Plasencia

Back in June, miserable as the weather was in Leeds and with our jobs and measly pay weighing us down, my housemate and I decided, if the course of our lives were to change, then we ought to do something about it quick. And just like that, I was swayed into taking a chance on Spain.

Fast forward to the day of my departure, my 19 year-old self would have made a mad dash to the security gates, unable to contain the excitement for all the (mis)adventures to embark upon.

Yesterday, not so much.

It’s weird how the older you get, the scarier leaving seems to be. My heart sank at the thought of leaving home that I’ve grown to appreciate more albeit this is all just temporary. With a heavy heart, I boarded the plane and asked myself, why, for the nth time, am I doing this to myself and loved ones again?
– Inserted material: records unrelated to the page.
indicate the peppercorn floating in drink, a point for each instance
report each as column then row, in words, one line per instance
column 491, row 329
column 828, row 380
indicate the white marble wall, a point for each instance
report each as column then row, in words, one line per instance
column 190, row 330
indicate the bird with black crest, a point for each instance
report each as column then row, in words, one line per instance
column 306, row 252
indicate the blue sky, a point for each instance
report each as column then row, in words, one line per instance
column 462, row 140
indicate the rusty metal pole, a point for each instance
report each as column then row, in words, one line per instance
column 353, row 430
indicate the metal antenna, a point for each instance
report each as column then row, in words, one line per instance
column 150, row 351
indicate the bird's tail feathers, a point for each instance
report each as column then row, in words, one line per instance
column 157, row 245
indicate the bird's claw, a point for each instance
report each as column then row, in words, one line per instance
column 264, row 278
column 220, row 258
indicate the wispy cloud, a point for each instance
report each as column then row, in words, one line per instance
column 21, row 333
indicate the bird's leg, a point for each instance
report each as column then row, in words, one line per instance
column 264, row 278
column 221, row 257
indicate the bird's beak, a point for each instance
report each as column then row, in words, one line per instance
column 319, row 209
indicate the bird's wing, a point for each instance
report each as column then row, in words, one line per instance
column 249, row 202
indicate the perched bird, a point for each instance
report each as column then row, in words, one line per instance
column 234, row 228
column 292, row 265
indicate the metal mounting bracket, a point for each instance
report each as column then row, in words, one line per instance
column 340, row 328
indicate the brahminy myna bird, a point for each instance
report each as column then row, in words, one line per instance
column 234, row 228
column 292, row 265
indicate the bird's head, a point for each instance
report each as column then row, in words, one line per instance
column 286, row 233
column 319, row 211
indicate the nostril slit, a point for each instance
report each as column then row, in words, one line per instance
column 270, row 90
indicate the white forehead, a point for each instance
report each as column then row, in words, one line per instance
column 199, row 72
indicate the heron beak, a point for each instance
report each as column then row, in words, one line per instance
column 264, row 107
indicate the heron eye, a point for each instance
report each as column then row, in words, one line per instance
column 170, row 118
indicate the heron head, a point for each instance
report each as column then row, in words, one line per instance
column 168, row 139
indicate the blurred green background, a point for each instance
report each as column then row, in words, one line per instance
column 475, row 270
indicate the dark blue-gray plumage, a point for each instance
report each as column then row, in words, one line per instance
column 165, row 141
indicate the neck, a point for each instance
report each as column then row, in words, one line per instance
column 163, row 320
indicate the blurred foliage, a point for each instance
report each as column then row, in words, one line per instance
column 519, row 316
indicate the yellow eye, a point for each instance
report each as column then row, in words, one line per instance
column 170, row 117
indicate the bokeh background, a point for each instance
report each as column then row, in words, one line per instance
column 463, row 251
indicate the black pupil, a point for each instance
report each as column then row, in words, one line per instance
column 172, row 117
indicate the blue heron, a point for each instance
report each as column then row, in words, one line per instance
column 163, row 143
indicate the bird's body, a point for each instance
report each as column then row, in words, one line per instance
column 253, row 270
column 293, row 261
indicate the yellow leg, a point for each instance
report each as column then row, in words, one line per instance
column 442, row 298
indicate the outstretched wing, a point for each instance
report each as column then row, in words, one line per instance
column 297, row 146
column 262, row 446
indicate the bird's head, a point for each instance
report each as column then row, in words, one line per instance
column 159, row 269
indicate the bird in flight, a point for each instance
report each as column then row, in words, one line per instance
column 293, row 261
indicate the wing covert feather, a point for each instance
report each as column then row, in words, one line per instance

In short, there was a part of me who couldn’t be arsed to go.

It only took a 2-hour car journey, a 2-hour flight, a 20 min bus ride, an 1 hour and half wait at the train station in Madrid, a nearly 3-hour train ride and a 10 min taxi ride. Dear friends, if you’re ever planning taking a trip to my whereabouts, be mentally prepared.

As for what’s life like in Plasencia so far, it’s going splendidly well.

As tourists in Rome, Barcelona or any other major cities struggle to take photos of their destination devoid of tourist heads, I, on the other hand, am struggling to find the latter. I seem to stick out here with my head constantly looking up as it admires and absorbs what Plasencia has to offer. The clever git that I am went to ‘the city centre’ after lunch only to realise it’s a ghost town by then. Even the main cathedral, which I expected to be laden with children running around, seems to be having an off day. I have been to many places in Spain but this takes the crown in my book; there’s a lot of tumbleweed silence as I navigate my way through its empty, narrow streets.

Also, the trip to the city centre and the nearby supermarket from school slash home, or anywhere in general require sharp descents = steep ascents on the way back. In other words, it is hilly as fuck. I also don’t cook as I’ve been placed in a full-board accommodation. I’m being served portions that are greater than what my stomach could shelter. Whether I get to finally don an athletic body or come back a whale, my body is still deciding.